I love being married.
It’s so great to find that one special person
you want to annoy for the rest of your life.
Rita Rudner
“Five decades and five children ago…” is how my parent’s love story would begin to be told. Today, as they celebrate their almost half a century together, I wonder what requires greater strength and courage: keeping it together or walking away?
Novelist Ann Patchett was a child of divorce and suffered through an early divorce of her own. In the midst of the turmoil of her first marriage, she recounts (in her collection of essays This is The Story of a Happy Marriage):
Standing waist deep in the swimming pool, I received a gift–it was the first decent piece of instruction about marriage I had ever been given in my 25 years of life. “Does your husband make you a better person?” Edra asked.
There I was in that sky-blue pool beneath a bright blue sky, my fingers breaking apart the light on the water, and I had no idea what she was talking about.
“Are you a smarter, kinder, more generous, more compassionate, a better writer?” she said, running down her list. “Does he make you better?”
“That’s not the question,” I said. “It’s so much more complicated than that.”
“It’s not more complicated than that,” she said. “That’s all there is: Does he make you better and do you make him better?”
This conversation cleared Ann’s resolve to leave her husband. She vowed never to remarry to save herself from any more pain, not even after she met a wonderful man whom she dated for 11 years. Until the day he suddenly fell terminally ill and she realized her logic could not save her from losing him in other ways:
The fact that we came so close to missing out, missing out because of my own fear of failing, makes me think I avoided a mortal accident by the thickness of a coat of paint. We are, on this earth, so incredibly small, in the history of time, in the crowd of the world, we are practically invisible, not even a dot, and yet we have each other to hold on to. When we do things differently, and very often we do, I remind myself that it is early a matter of right and wrong. We are simply two adults who grew up in different houses.
I continue to think back to Edra, standing in that swimming pool on a bright day in summer. “Does he make you a better person?” was what she asked me, and I want to tell her, Yes, with the full force of his life, with the example of his kindness and vigilance, his good sense and equanimity, he makes me a better person. And that is what I aspire to be, better, and no, it really isn’t any more complicated than that.
Ann’s reply is exactly how this lucky Powerful Goddess describes her own gem of a husband. And he’s tall and handsome, too!
Click on “Leave a comment” (above left) to describe what you love best about yours.
xoxox
© Sharon Birke
201 697 1947
Sharon@PowerfulGoddess.com
Glamour Portraits of the Goddess in Every Wife & Mother
Apr 12, 2014 @ 09:14:35
When I read the blog topic this week I first thought” no comment”. Later I thought why the hell not! I have experience here. But first I would like to touch on your thought Sharky, keeping it together or walking away? Each time I read about a long marriage it always makes me smile. It takes so much to get that far and for what ever reasons a couple is successful, they deserve to be honored. Especialy after raising five children! Congratulations to your parents and many more years together.

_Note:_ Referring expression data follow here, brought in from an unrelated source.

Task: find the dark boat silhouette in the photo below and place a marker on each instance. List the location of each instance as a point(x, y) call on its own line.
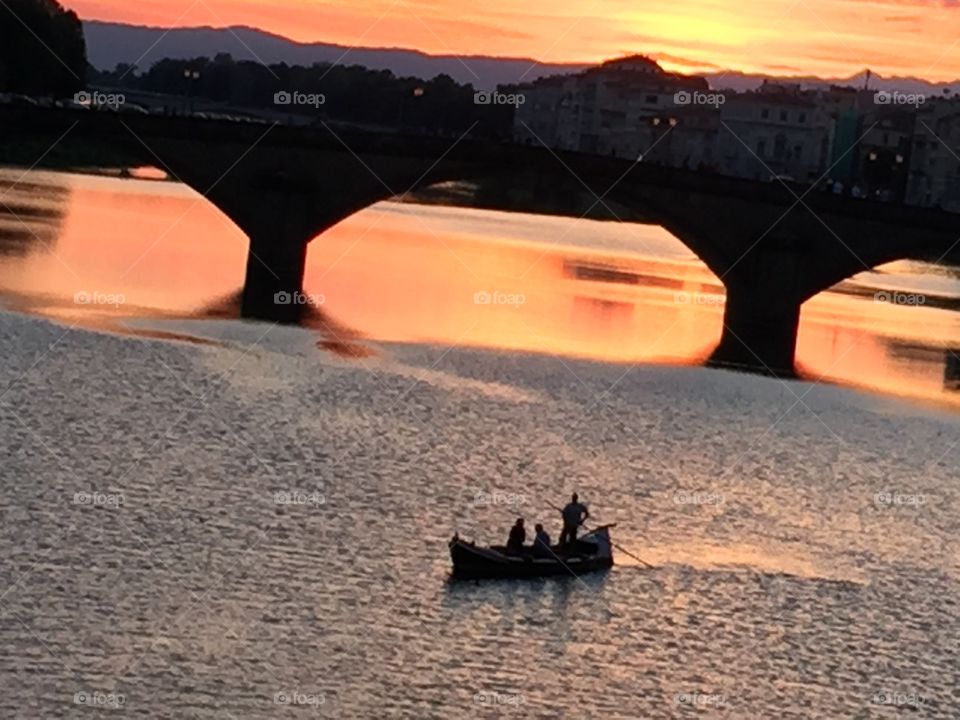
point(592, 552)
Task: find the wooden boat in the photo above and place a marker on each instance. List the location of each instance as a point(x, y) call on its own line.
point(593, 551)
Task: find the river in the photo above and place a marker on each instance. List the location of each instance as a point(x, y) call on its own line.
point(204, 517)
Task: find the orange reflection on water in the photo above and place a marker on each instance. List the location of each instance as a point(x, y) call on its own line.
point(396, 278)
point(449, 276)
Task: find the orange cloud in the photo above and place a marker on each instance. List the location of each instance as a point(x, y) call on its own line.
point(824, 37)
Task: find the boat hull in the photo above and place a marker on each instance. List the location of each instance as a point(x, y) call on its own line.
point(593, 553)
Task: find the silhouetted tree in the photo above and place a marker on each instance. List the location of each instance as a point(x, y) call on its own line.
point(42, 48)
point(351, 93)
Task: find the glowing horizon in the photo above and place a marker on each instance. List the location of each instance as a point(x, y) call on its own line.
point(825, 38)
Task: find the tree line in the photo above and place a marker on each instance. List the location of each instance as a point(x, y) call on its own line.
point(349, 93)
point(42, 48)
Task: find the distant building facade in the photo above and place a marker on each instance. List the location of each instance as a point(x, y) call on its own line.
point(847, 140)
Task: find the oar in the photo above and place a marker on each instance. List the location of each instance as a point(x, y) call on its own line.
point(618, 547)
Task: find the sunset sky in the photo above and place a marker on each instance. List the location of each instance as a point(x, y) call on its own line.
point(784, 37)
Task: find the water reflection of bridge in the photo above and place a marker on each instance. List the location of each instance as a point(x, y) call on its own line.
point(30, 214)
point(772, 246)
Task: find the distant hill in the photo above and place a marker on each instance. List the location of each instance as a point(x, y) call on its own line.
point(111, 43)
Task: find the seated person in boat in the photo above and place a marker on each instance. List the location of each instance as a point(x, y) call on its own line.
point(518, 536)
point(574, 515)
point(541, 543)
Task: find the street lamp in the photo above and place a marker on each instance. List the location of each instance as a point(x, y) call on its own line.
point(191, 76)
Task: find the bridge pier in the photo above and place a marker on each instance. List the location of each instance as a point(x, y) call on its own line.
point(759, 333)
point(273, 289)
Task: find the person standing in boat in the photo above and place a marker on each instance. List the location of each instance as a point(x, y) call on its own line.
point(518, 536)
point(574, 514)
point(541, 543)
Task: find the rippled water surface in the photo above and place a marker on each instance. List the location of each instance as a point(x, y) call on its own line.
point(254, 528)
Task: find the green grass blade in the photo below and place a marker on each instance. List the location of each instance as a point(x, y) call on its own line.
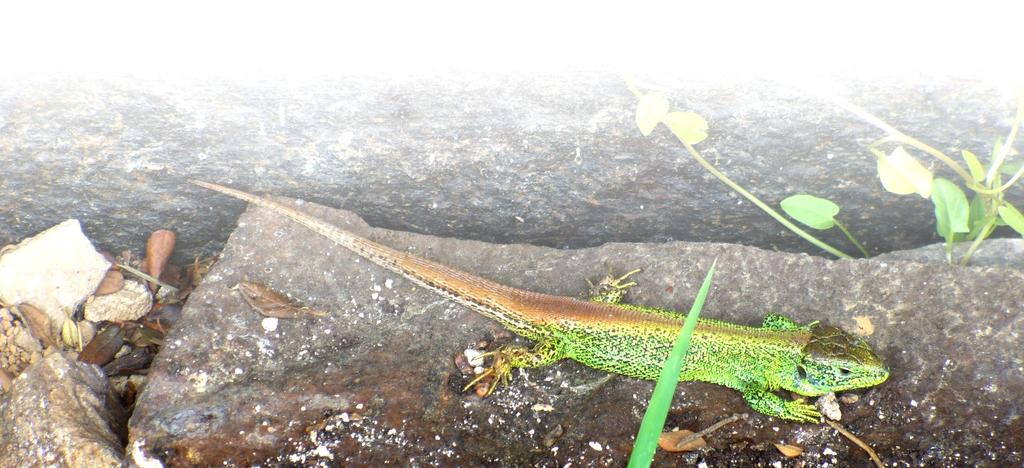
point(665, 389)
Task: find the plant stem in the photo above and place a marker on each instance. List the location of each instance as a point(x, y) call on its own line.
point(896, 135)
point(764, 207)
point(851, 238)
point(982, 235)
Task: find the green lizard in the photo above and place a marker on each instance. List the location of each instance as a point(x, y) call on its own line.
point(605, 334)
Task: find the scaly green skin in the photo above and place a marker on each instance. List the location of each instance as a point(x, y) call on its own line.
point(811, 359)
point(631, 340)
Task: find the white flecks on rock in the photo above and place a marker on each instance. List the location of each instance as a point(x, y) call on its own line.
point(17, 347)
point(828, 406)
point(474, 356)
point(130, 303)
point(141, 460)
point(54, 270)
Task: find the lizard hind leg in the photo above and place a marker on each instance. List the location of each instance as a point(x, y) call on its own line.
point(611, 290)
point(510, 356)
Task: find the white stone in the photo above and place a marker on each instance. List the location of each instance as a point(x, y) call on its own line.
point(130, 303)
point(54, 270)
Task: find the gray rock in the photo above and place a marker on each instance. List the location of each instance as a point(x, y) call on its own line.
point(129, 303)
point(1001, 253)
point(61, 413)
point(553, 160)
point(54, 270)
point(375, 381)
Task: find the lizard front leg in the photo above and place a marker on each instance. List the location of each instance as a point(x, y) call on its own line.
point(507, 357)
point(766, 402)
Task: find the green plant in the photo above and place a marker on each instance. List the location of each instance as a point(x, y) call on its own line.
point(665, 389)
point(689, 128)
point(819, 214)
point(901, 173)
point(956, 219)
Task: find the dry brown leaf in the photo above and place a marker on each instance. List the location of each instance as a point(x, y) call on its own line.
point(5, 381)
point(39, 324)
point(669, 441)
point(113, 282)
point(102, 348)
point(788, 451)
point(271, 303)
point(158, 249)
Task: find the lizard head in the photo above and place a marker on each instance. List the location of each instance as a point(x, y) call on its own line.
point(836, 360)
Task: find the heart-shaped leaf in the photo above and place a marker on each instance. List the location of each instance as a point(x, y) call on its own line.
point(650, 111)
point(1013, 217)
point(815, 212)
point(951, 209)
point(902, 174)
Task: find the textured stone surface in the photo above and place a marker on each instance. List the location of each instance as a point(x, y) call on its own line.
point(375, 380)
point(552, 160)
point(54, 270)
point(130, 302)
point(17, 347)
point(1003, 253)
point(61, 413)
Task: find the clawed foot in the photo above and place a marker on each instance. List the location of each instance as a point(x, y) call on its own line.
point(800, 411)
point(500, 372)
point(611, 290)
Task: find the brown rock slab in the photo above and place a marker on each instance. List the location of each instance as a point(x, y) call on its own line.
point(376, 380)
point(61, 413)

Having been a child of divorce and down that road twice myself. I asked myself that question. Maybe not in those exact words but the same meaning. My two marriages were not built on that simple concept. They were built on something far less than that, I admit it and finely learned the truth. I told myself before my second divorce was in the books, if I were to marry again it would be for those very reasons. The right woman to help make me a better person and hopefully bring that to my mate as well. But I no longer really plan on number three happening. But if it were to I would be swinging for the fence rather than a called strike three. Isn’t it quite the concept that experience and time make us wiser, hopefully.
A beautiful Goddess, photo number five is my favorite.
Mountain
Apr 15, 2014 @ 09:52:33
We are all made wiser by your point of view, Mountain! Thank you so much for sharing.